We talked everyday. Skyped every week. Every waking moment of it was like a dream come true. There were never awkward silences between us. We never faked a smile. Then I realized... we were taking it too fast. We had to slow down. That was the time, 3 months after our decision to try, when she went silent. When we finally did talk at the end of the week, she said we had to break up....

Reason: she didn't want to drag me down with her. She didn't want to drag me into her circumstances, away from the life in that place we once befriended each other. Because I still had commitments in that place. She didn't want to be accused of stealing me. It was a burden she couldn't bear, because that place we shared was a place she much rather forget. Circumstances.

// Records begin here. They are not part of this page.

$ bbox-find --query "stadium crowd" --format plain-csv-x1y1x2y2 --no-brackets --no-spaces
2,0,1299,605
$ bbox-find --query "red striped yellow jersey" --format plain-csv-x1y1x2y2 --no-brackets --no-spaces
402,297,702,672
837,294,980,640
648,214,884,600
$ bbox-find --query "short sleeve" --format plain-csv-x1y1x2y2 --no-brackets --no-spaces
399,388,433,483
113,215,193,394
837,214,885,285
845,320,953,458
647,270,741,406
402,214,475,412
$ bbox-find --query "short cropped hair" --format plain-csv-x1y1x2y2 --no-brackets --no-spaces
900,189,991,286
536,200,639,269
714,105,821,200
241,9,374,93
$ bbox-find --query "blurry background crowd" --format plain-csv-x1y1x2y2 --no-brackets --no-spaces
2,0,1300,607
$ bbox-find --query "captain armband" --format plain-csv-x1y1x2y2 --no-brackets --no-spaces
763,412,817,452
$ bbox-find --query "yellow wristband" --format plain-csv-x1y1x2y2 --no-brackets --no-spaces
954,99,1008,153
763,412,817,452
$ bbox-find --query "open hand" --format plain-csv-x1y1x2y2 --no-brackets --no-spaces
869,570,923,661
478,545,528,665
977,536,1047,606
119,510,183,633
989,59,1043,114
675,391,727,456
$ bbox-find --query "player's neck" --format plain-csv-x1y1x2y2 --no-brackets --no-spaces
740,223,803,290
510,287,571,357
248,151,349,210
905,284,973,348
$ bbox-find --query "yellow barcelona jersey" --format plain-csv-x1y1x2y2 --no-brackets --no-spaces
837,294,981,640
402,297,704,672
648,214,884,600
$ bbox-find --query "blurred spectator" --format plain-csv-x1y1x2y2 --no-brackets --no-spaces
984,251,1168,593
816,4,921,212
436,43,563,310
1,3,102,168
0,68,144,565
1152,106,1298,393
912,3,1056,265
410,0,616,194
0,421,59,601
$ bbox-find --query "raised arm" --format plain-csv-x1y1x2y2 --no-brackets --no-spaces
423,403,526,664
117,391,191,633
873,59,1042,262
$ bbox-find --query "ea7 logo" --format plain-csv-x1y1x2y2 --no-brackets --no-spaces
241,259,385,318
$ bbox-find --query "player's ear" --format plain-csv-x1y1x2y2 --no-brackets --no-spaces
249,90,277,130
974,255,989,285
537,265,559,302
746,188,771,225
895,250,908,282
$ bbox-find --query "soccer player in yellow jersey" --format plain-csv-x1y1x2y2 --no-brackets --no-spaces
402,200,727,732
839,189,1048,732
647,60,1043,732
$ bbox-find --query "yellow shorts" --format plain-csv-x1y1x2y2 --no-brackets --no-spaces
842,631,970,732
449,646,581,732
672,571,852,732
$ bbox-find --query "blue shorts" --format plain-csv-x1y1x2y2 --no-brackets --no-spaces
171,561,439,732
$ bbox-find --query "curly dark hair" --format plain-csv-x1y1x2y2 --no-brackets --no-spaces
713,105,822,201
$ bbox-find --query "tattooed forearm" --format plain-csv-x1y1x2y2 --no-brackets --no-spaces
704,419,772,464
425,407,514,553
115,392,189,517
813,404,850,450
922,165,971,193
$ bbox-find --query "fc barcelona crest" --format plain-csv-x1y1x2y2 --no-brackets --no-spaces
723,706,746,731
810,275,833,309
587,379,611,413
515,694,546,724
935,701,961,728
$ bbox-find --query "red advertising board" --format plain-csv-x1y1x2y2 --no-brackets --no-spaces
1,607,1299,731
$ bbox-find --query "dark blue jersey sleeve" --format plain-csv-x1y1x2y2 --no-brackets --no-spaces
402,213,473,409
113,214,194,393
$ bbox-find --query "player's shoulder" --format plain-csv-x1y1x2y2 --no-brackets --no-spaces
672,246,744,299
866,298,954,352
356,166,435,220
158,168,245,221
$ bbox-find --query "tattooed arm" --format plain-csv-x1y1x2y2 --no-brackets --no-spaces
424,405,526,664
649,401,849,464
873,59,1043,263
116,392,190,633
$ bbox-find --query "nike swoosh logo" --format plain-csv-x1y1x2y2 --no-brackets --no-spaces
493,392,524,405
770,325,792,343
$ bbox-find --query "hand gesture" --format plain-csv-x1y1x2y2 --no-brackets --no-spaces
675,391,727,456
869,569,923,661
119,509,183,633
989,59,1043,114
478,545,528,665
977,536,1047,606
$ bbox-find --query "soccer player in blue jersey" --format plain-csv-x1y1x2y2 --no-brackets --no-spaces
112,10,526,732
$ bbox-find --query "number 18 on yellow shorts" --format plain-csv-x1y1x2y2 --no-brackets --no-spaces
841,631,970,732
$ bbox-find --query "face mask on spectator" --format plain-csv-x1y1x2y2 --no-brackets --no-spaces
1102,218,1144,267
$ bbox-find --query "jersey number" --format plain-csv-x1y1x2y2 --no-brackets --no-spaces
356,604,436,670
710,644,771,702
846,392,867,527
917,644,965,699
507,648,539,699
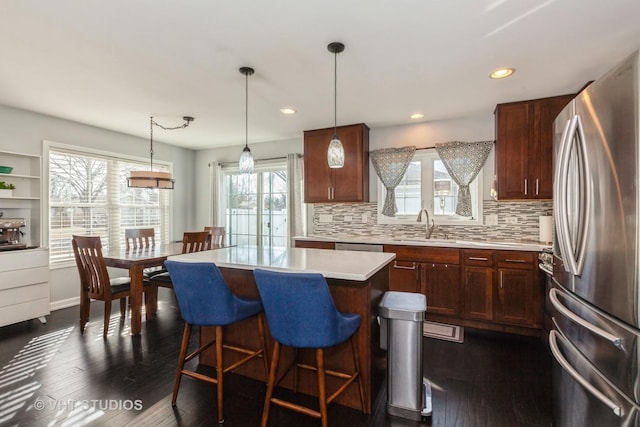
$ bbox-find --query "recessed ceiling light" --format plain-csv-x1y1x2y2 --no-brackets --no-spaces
280,108,296,115
410,113,424,119
490,68,515,79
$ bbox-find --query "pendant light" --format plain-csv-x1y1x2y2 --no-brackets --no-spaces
128,115,194,189
327,41,345,168
239,66,255,174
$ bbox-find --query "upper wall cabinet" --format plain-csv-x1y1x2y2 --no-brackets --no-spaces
303,123,369,203
495,94,573,200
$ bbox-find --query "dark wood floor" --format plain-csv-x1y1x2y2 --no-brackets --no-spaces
0,289,552,426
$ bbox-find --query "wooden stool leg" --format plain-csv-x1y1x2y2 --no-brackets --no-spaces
257,313,270,382
316,348,328,427
351,335,366,412
262,341,281,427
216,325,224,423
172,323,192,405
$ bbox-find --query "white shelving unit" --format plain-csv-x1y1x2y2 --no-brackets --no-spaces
0,150,48,326
0,150,42,247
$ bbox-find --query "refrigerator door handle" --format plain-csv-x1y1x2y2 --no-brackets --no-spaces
554,117,573,272
549,288,624,349
555,114,590,276
549,330,624,417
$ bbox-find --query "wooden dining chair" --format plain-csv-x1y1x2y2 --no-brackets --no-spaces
150,231,212,289
204,226,225,248
125,228,156,250
72,235,156,337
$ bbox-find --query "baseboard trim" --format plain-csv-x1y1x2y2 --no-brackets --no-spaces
50,297,80,311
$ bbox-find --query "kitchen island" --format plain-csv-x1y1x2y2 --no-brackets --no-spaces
167,246,395,413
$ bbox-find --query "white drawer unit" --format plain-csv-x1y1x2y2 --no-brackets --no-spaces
0,248,50,327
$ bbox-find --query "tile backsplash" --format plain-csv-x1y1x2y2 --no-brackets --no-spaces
312,200,553,242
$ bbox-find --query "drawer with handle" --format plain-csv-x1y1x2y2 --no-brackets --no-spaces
496,250,536,269
462,249,494,267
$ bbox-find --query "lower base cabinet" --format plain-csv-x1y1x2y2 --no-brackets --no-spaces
423,263,461,317
0,248,50,327
387,245,543,336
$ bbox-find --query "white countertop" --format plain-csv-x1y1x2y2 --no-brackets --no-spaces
168,246,396,281
295,235,551,252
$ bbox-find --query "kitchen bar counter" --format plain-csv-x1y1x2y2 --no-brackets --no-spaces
295,234,550,252
168,246,395,413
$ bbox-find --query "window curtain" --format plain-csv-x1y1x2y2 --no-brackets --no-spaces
434,141,493,216
287,153,305,247
209,162,223,226
370,146,416,217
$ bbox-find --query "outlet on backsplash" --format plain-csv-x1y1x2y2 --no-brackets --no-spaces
485,214,498,226
318,214,333,223
505,217,518,224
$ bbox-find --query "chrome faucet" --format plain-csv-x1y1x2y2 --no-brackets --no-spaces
417,209,435,239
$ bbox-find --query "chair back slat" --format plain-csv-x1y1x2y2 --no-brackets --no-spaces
125,228,156,250
204,226,225,248
182,231,211,254
72,235,112,298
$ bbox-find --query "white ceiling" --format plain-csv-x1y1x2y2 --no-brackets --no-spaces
1,1,639,150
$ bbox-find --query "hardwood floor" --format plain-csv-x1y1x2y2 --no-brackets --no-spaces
0,289,552,426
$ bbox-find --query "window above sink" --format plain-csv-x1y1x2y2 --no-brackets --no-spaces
376,149,484,226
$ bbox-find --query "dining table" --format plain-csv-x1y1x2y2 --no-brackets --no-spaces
103,242,224,335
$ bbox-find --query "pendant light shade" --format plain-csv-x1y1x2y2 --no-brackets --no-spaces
327,42,345,169
239,66,255,174
128,115,194,189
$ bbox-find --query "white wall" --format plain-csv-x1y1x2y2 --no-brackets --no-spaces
0,104,196,307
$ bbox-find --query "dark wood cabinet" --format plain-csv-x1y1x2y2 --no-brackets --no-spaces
422,262,461,316
462,250,495,321
385,245,461,316
495,251,541,327
303,123,369,203
388,260,420,293
294,240,335,250
495,94,573,200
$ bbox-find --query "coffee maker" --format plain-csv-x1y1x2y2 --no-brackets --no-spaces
0,218,27,251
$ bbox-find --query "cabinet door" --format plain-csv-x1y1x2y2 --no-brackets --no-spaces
422,263,461,317
530,95,573,199
463,266,494,321
496,101,530,199
303,128,333,202
388,260,420,293
496,268,535,326
332,124,369,202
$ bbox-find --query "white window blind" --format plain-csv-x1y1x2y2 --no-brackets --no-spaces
48,146,171,265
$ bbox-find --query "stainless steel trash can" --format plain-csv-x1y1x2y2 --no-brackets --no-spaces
379,291,431,420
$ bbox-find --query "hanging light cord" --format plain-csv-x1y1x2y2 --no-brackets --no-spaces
149,116,154,170
245,71,249,149
333,49,338,136
148,116,194,171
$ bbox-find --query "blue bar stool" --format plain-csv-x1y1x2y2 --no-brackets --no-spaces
253,268,365,427
165,260,269,424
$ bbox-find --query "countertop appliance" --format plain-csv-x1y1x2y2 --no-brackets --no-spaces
0,218,27,251
549,50,640,426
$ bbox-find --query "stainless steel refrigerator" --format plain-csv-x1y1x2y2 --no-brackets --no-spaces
550,50,640,426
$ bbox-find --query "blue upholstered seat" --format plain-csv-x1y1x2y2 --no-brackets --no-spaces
165,260,263,326
164,260,269,424
253,268,360,348
253,268,365,427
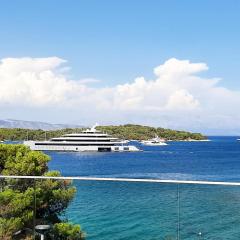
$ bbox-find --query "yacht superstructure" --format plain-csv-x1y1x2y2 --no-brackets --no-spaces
24,124,140,152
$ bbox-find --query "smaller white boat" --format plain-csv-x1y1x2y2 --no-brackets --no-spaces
0,140,4,143
141,135,167,146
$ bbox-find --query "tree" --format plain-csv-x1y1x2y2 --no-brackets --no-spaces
0,144,85,240
53,223,84,240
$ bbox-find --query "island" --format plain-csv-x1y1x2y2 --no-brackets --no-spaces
0,124,206,141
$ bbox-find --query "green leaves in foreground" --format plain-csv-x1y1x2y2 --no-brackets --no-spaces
0,144,50,175
53,223,85,240
0,144,84,240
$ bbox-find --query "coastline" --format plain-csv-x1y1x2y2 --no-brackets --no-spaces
167,139,211,142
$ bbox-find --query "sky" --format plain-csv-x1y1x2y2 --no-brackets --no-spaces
0,0,240,134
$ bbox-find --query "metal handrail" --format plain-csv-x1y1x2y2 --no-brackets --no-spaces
1,175,240,186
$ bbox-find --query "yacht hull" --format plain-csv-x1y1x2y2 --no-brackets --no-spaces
24,141,140,152
141,142,167,146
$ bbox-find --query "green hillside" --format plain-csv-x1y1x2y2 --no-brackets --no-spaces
0,124,206,141
97,124,206,140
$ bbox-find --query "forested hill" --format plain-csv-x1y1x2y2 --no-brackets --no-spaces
0,124,206,141
97,125,206,140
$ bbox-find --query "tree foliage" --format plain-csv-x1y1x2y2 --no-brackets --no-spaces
0,124,206,141
97,124,206,140
0,144,84,240
0,128,82,141
53,223,85,240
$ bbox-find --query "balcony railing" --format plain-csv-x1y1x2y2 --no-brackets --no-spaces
1,175,240,239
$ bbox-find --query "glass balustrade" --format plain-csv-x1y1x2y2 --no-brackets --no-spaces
1,176,240,240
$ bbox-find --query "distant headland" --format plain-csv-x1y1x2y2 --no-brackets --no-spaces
97,124,206,141
0,124,206,141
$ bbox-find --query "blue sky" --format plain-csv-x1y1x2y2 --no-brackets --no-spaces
0,0,240,134
0,0,239,88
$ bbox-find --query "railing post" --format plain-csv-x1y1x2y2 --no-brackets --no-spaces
177,184,180,240
33,178,36,240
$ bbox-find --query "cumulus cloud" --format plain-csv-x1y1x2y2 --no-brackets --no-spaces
0,56,240,133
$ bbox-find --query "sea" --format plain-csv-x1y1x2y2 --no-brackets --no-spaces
47,136,240,240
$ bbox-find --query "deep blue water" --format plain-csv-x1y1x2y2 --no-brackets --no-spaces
47,136,240,239
48,136,240,181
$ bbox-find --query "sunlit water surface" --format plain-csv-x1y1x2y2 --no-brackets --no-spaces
47,137,240,239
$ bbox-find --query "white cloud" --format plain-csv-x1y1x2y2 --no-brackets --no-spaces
77,78,101,84
0,56,240,133
0,57,86,106
154,58,208,77
166,89,199,110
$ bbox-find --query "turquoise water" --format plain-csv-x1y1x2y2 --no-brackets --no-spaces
47,137,240,239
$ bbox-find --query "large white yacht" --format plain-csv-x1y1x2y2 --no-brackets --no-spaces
24,124,140,152
141,135,167,146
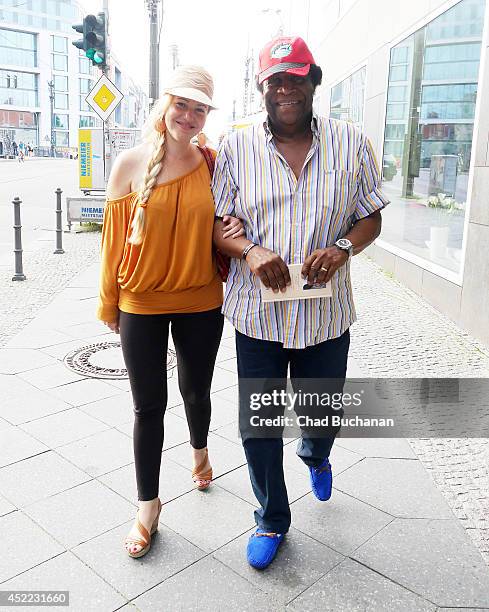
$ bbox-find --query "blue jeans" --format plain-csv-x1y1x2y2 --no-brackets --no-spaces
235,329,350,533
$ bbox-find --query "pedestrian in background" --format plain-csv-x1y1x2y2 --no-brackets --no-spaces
213,35,389,569
97,65,244,558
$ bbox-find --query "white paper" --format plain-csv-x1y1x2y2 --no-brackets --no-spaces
261,264,332,302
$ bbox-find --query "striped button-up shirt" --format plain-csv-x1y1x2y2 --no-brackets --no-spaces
212,113,389,349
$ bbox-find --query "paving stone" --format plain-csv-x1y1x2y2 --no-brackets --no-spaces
74,521,206,600
6,328,74,349
99,454,195,505
210,365,239,393
215,526,343,604
24,480,135,548
17,362,86,389
0,511,64,582
352,518,489,608
56,428,133,477
335,458,455,519
213,384,239,405
133,556,278,612
79,392,134,426
39,334,113,360
335,437,416,459
215,344,236,363
0,373,38,400
0,424,48,468
287,558,436,612
2,551,126,611
163,432,247,478
0,451,90,507
47,378,121,406
216,463,310,506
59,320,110,339
20,407,109,448
1,387,72,425
0,348,56,374
160,486,256,552
291,489,393,556
283,439,364,477
0,494,15,516
212,420,241,444
217,358,237,373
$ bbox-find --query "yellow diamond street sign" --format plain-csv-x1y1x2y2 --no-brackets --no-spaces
85,74,123,122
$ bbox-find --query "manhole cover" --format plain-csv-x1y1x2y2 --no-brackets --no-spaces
64,342,177,380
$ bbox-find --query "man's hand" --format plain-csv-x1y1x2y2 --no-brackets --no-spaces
302,247,349,285
103,318,120,334
222,215,245,239
246,246,291,292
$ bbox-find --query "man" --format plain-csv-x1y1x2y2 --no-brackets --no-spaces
212,35,389,569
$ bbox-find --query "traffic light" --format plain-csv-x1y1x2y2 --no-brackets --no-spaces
72,13,106,68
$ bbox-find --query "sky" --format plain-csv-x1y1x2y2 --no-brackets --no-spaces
79,0,312,140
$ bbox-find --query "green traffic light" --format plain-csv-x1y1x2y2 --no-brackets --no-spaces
85,48,104,64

She apologized unceasingly. For her pride. For her selfishness. Whatever. I WAS WILLING TO DO ANYTHING TO MAKE IT RIGHT. She was just adamant. "I know this is the best for us," she said. She wanted to cut off all contact. I told her to think twice about it. Her family stepped in. Fended for me. Saying she wasn't being fair to me by doing all this. She relented... a little. We would just remain friends, but it was officially over.

I was unable to accept it. I was the one who got dumped after all. All this happened 2 months ago, and I still can't get over it... until now. She said she had nightmares of us arguing, blaming each other for this failed relationship. She couldn't have been further from the truth. They say that dreams are only real as long as they last. For me, those nightmares were a representation of the reality that I had been hurt by her. I did harbor somewhat of a grudge, more driven by the fact that she ended it so quickly. Then, He told me to forgive. All this wouldn't have happened if He hadn't allowed it. It was for a greater purpose, although when we're grieved, we rarely see how that can even make sense. But, I trust Him more than I trust myself.

To that extent, I heard a sermon in church recently about CLOSURE (thus the heading of this post). It was just Him giving me His confirmation once again. This has to end. Whether it be perpetually or not, it had to be done proper. It's gonna be hard to severe this friendship for now, but even harder for me if I don't. I should've just taken up her offer there and then to cut things off completely... as it drags on, now it just becomes more difficult.

I'm sleeping lesser these days, not just because of the insane classes I have to cope with this semester, but mainly because of her. I'm afraid that I will never be able to find someone better, and my sis says it's silly to think that way. Maybe, the reason why I choose to live in denial of our break-up is because no one has been more accepting of me than her. My quirkiness, my jokes, my horrible taste in music.... she saw past all that. Yet, because of circumstances... she thinks we are not meant to be.

It has to be done. I need to close this chapter... and move on to the next. All I can do is pray that it won't pain me so much doing it.

I just hope you're okay too. Your condition worries me, even though you say it's fine now. Hearing about it makes it all the more difficult to do this. You might not want my concern, but that's just a show of how much I cherish our friendship, even after all you've done. I hope you understand that.